Tuesday, January 30, 2007

Blogspot, Abandoned Pools song,

I bit my lip on the elevator down from work yesterday. I didn’t bite down awfully hard, but I did it with one of my sharper teeth and in the middle of the scar of a recent cold sore, so I drew blood. It turns out, a good amount too—I could feel a drop coalescing and beginning to roll out of my lip.

Thinking back on it, I wonder what the lawyers from the 21st floor, my elevator-mates for this ride were thinking. On one hand, I guess a single drop of blood sliding down the corner of some young thing’s mouth is a little romantic. Then again, I don’t think I've ever made a very convincing consumptive libertine.

As it were, I guess it was pretty gross, so I wiped it off with the back of my hand. People on the street would just assume it was a burgundy tattoo of an amorphous streak--all the rage among the downtown kids, I'd say. To stop the bleeding, I started to lick the wound, figuring that if it was good enough for White Fang, it’d be good enough for me. It kept bleeding for another minute or so (my powers of healing rivals those of Wolverine’s obviously), during which time I ate enough of my own blood to make me a little nauseous, like during a nosebleed.

An interesting side note: one of my co-workers went to medical school at Mt.
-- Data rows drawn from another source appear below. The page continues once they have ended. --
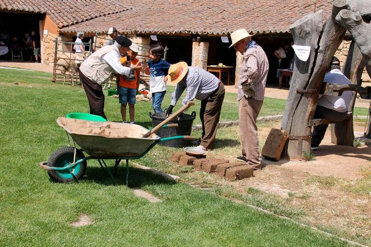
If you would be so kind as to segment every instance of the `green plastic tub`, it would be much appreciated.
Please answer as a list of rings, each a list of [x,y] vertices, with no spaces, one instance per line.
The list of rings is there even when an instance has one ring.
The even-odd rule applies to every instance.
[[[95,121],[96,122],[106,122],[107,120],[100,116],[93,115],[88,113],[72,112],[66,116],[68,118],[76,118],[77,119]]]

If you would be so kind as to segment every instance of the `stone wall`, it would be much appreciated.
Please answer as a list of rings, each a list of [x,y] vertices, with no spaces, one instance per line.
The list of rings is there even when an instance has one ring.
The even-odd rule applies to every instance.
[[[209,42],[193,42],[192,45],[192,66],[208,68]]]
[[[43,35],[41,44],[42,62],[46,64],[52,64],[54,60],[54,42],[58,34],[50,32],[46,35]]]
[[[344,66],[345,61],[347,60],[347,56],[348,55],[348,51],[349,51],[349,48],[350,47],[351,43],[351,41],[343,41],[335,53],[335,56],[340,60],[340,66],[342,69]],[[371,81],[366,69],[363,70],[362,79],[363,82]]]

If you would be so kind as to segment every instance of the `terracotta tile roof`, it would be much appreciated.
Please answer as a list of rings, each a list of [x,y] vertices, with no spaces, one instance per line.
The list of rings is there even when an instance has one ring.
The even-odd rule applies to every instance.
[[[333,0],[133,0],[132,9],[63,28],[63,33],[105,33],[110,26],[128,34],[227,35],[245,28],[254,33],[289,31],[307,14],[331,13]]]
[[[63,27],[98,17],[117,13],[128,8],[120,0],[1,0],[0,12],[46,13]]]

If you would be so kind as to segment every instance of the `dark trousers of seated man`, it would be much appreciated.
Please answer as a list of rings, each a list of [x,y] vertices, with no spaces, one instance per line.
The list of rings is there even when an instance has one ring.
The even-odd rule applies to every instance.
[[[342,122],[347,119],[348,112],[337,112],[325,107],[317,106],[316,108],[316,112],[314,112],[313,118],[325,118],[331,122]],[[320,143],[324,139],[326,130],[328,124],[321,124],[313,126],[313,130],[312,132],[312,141],[311,146],[312,147],[318,147]]]
[[[104,114],[104,94],[102,86],[85,76],[80,69],[79,75],[89,102],[90,114],[97,115],[107,119]]]
[[[202,135],[200,144],[208,149],[214,148],[225,93],[224,86],[220,83],[219,87],[212,93],[201,101],[200,119],[202,123]]]

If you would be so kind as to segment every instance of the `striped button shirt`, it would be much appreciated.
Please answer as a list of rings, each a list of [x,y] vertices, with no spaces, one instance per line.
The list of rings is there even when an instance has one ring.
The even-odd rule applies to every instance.
[[[254,98],[260,101],[264,100],[269,67],[267,56],[259,45],[255,44],[245,51],[237,87],[238,100],[244,96],[241,84],[246,81],[253,85],[256,90]]]
[[[183,79],[177,85],[175,91],[171,95],[170,105],[175,106],[184,90],[187,94],[183,99],[182,105],[188,101],[196,99],[203,100],[219,87],[220,81],[215,75],[198,67],[188,67],[188,72]]]

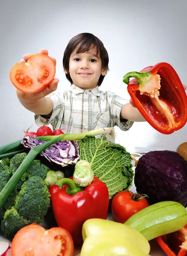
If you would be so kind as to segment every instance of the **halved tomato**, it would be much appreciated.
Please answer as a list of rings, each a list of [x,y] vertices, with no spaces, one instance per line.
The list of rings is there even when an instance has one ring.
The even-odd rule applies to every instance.
[[[12,256],[72,256],[74,243],[68,231],[62,227],[45,230],[34,223],[19,230],[13,238]]]
[[[16,63],[10,71],[12,84],[24,93],[37,93],[45,89],[55,75],[55,64],[47,54],[31,55],[25,63]]]

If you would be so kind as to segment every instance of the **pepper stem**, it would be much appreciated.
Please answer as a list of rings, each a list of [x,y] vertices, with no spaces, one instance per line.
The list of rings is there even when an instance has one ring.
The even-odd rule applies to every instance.
[[[129,79],[131,77],[136,78],[138,84],[141,85],[143,83],[144,83],[145,79],[146,78],[149,79],[151,76],[150,71],[148,72],[136,72],[136,71],[129,72],[127,73],[123,77],[123,81],[127,84],[129,83]]]
[[[72,180],[68,178],[62,178],[58,180],[55,183],[55,185],[61,188],[63,185],[67,185],[69,187],[68,194],[71,195],[73,195],[77,192],[82,191]]]

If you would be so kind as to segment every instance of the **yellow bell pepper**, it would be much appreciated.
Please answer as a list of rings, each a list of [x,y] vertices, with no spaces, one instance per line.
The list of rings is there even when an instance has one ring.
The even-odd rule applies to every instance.
[[[139,231],[127,225],[94,218],[82,227],[80,256],[147,256],[150,245]]]

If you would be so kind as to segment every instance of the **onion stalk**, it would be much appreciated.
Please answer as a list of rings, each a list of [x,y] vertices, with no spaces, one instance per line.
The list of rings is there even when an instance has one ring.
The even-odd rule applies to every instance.
[[[54,139],[47,141],[42,145],[32,148],[16,171],[0,192],[0,209],[33,160],[36,158],[39,154],[51,145],[60,141],[82,140],[87,135],[96,136],[102,134],[110,134],[112,136],[114,136],[113,134],[113,128],[108,128],[97,129],[80,134],[65,134],[58,136],[54,136],[53,138],[54,137]],[[51,138],[51,136],[47,136],[47,137],[48,140],[50,140],[50,138]],[[44,137],[41,137],[41,139],[43,140]],[[37,137],[36,137],[36,138]],[[17,143],[17,142],[16,143]]]

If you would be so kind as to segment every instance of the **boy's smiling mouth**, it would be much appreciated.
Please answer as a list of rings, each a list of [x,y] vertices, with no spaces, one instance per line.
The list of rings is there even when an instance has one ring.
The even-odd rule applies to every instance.
[[[91,73],[89,73],[88,72],[79,72],[77,73],[78,75],[80,75],[82,76],[88,76],[91,75]]]

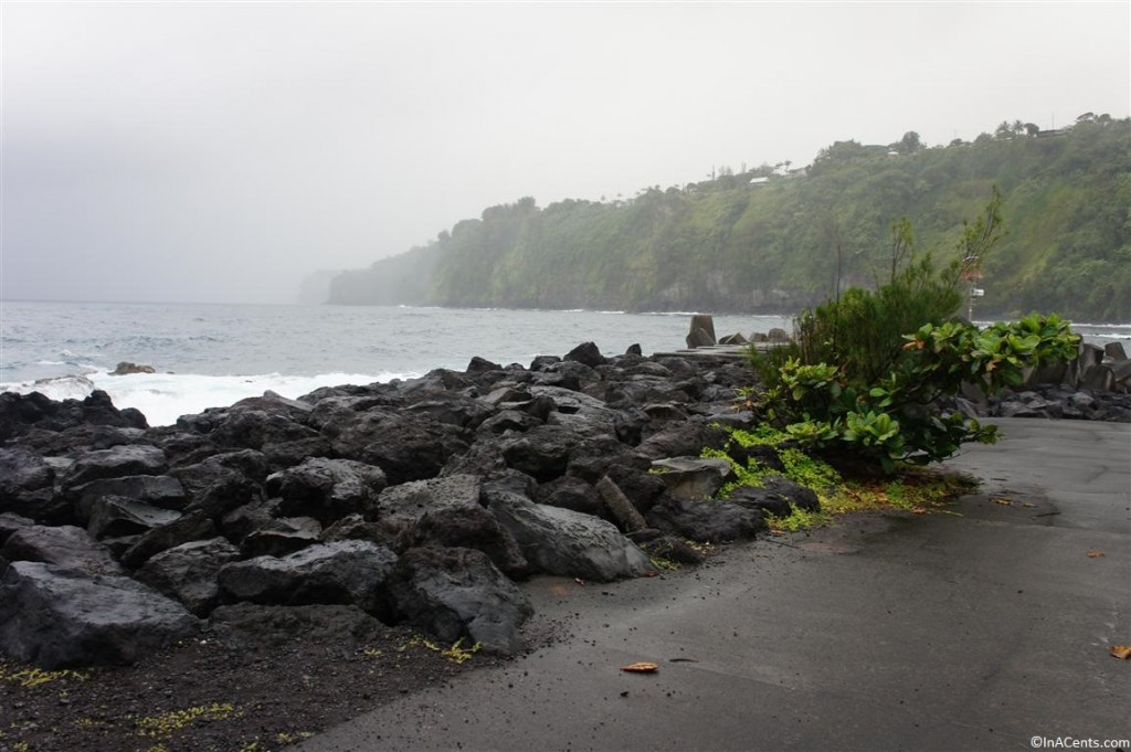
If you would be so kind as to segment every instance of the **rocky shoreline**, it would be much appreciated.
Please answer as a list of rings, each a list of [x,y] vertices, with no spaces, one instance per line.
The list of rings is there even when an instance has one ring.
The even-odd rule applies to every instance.
[[[0,395],[0,656],[146,675],[288,650],[317,672],[337,665],[322,648],[357,662],[412,639],[520,652],[532,608],[516,581],[655,576],[654,557],[698,563],[697,542],[749,541],[766,510],[817,504],[785,478],[703,503],[728,468],[699,453],[749,425],[736,405],[752,379],[723,355],[587,343],[164,427],[104,392]],[[1057,386],[962,408],[1125,421],[1128,400]]]

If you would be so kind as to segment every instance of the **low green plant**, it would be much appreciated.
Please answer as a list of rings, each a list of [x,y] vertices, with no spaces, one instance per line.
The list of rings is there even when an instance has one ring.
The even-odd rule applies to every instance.
[[[960,260],[936,269],[916,258],[909,224],[897,223],[890,279],[853,287],[804,311],[795,343],[751,362],[765,389],[745,404],[771,430],[838,465],[863,461],[891,473],[925,465],[962,443],[993,443],[996,429],[935,407],[974,384],[992,394],[1024,381],[1025,370],[1069,360],[1079,337],[1055,314],[979,328],[957,318],[961,287],[1002,236],[1001,193],[966,225]]]
[[[456,664],[467,663],[475,657],[476,652],[483,649],[483,645],[480,642],[476,642],[469,648],[463,647],[464,638],[456,640],[451,647],[444,648],[422,634],[414,636],[411,640],[408,640],[408,645],[412,647],[428,648],[433,652],[439,652],[441,656]]]

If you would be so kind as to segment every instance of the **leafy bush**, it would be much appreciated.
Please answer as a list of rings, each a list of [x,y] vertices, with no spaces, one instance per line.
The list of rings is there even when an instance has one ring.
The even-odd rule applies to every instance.
[[[1002,236],[1000,207],[995,189],[965,225],[959,260],[941,270],[916,258],[909,224],[897,223],[888,284],[804,311],[796,344],[752,355],[766,384],[750,400],[756,414],[830,459],[886,472],[946,459],[968,441],[992,443],[994,426],[943,413],[936,400],[964,383],[987,394],[1019,384],[1026,368],[1071,358],[1079,339],[1055,314],[985,329],[957,318],[962,285]]]

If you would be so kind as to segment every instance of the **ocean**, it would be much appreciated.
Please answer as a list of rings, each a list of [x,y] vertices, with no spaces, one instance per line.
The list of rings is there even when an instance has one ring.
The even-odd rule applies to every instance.
[[[464,370],[473,356],[528,366],[585,342],[615,355],[684,346],[690,313],[405,306],[0,302],[0,391],[52,399],[106,391],[150,425],[270,389],[300,397]],[[791,328],[788,317],[716,316],[719,336]],[[155,373],[110,375],[119,363]]]
[[[270,389],[319,387],[464,370],[473,356],[528,366],[585,342],[615,355],[684,346],[691,313],[530,311],[340,305],[0,302],[0,391],[81,399],[106,391],[150,425]],[[791,317],[716,316],[718,336],[791,330]],[[1074,329],[1104,344],[1131,325]],[[110,375],[120,362],[155,373]]]

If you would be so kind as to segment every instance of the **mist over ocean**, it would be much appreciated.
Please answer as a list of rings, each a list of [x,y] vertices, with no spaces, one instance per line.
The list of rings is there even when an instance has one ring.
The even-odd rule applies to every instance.
[[[150,425],[270,389],[300,397],[464,370],[473,356],[528,366],[594,342],[606,355],[684,346],[690,313],[337,305],[0,303],[0,391],[52,399],[105,390]],[[789,329],[788,317],[716,316],[719,336]],[[120,362],[156,373],[110,375]]]
[[[473,356],[528,366],[594,342],[606,355],[639,344],[646,355],[684,346],[690,313],[484,309],[0,303],[0,391],[52,399],[105,390],[150,425],[223,407],[265,390],[300,397],[464,370]],[[716,316],[719,336],[791,329],[788,316]],[[1078,326],[1097,343],[1131,339],[1131,326]],[[110,375],[120,362],[156,373]]]

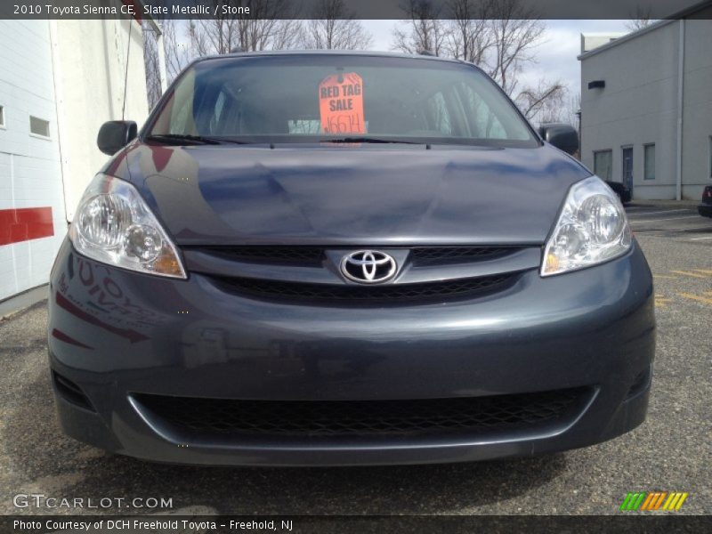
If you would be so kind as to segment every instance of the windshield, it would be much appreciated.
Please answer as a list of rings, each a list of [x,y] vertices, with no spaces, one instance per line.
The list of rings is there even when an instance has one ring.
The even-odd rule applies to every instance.
[[[470,65],[354,55],[199,61],[153,120],[149,136],[166,135],[538,145],[503,93]]]

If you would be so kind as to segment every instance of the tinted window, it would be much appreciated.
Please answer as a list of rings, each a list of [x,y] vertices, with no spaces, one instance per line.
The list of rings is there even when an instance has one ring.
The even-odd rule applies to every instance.
[[[201,61],[151,134],[301,142],[344,135],[538,146],[502,92],[469,65],[349,55]]]

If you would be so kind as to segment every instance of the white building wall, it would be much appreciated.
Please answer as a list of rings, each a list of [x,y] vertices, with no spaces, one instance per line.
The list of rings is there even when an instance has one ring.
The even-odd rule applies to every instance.
[[[582,161],[593,169],[594,151],[612,150],[612,179],[622,182],[622,149],[632,146],[636,199],[675,198],[678,31],[671,23],[581,61]],[[588,89],[594,80],[605,87]],[[655,180],[643,179],[646,143],[655,143]]]
[[[712,185],[712,20],[684,25],[683,197],[699,200]]]
[[[131,46],[129,50],[129,27]],[[96,147],[99,128],[120,120],[128,58],[125,118],[146,120],[149,105],[143,36],[135,20],[52,21],[57,109],[67,218],[108,156]]]
[[[67,221],[109,158],[96,135],[121,118],[127,58],[125,117],[141,125],[148,103],[138,22],[0,20],[0,301],[47,283]],[[49,121],[49,138],[30,134],[30,115]],[[38,207],[51,207],[53,235],[3,241],[18,226],[12,214]]]
[[[672,20],[581,61],[582,161],[593,169],[594,151],[612,150],[612,179],[621,182],[622,148],[632,146],[635,199],[676,198],[683,24],[682,197],[699,200],[712,183],[712,22]],[[589,90],[593,80],[605,88]],[[655,143],[654,180],[643,180],[648,143]]]
[[[52,76],[49,23],[0,20],[0,211],[51,207],[53,234],[0,245],[0,300],[47,282],[67,228]],[[29,117],[48,120],[49,139]],[[7,224],[5,222],[4,224]],[[8,231],[7,226],[4,229]]]

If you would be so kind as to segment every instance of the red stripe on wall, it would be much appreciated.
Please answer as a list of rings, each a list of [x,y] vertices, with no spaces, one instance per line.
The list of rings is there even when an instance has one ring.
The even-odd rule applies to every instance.
[[[52,207],[0,209],[0,245],[53,235]]]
Sinai for a year and tells me the nosebleed nausea stems from taking in too much iron at once. A tip for you anemics out there: When you feel faint, just drink your own blood.

As a whole, other people’s blood doesn’t bother me all that much anymore. I saw a heroin user this Saturday while volunteering at the ER who had a huge abscess on his arm. One of the physician’s assistants opened the abscess lengthwise with a scalpel. Pus and blood rocketed out and hit him on the face shield. To clear the area, the PA pushed on the surrounding tissue. The extruded liquid ran progressively less pea soup colored and more red. A couple years ago I might have been grossed out more by the experience, but my verdict: pretty fucking sweet.

In contrast, I had to have my own blood taken a few months ago as part of a checkup. The nurses tell you to ball your hands into a fist when they insert the needle and tell you to relax after the sample reaches a certain volume. To hear the nurse tell it, I was so fixated watching the vial fill up that she had to tap me on the shoulder to tell me to un-ball my fist. God help me if I ever need dialysis.

A weird contrast: seeing other peoples’ blood as a vessel for gas exchange, nutrition and hormone transport and seeing my own as red(dish) gold. Just another way in which I am selfish, I guess.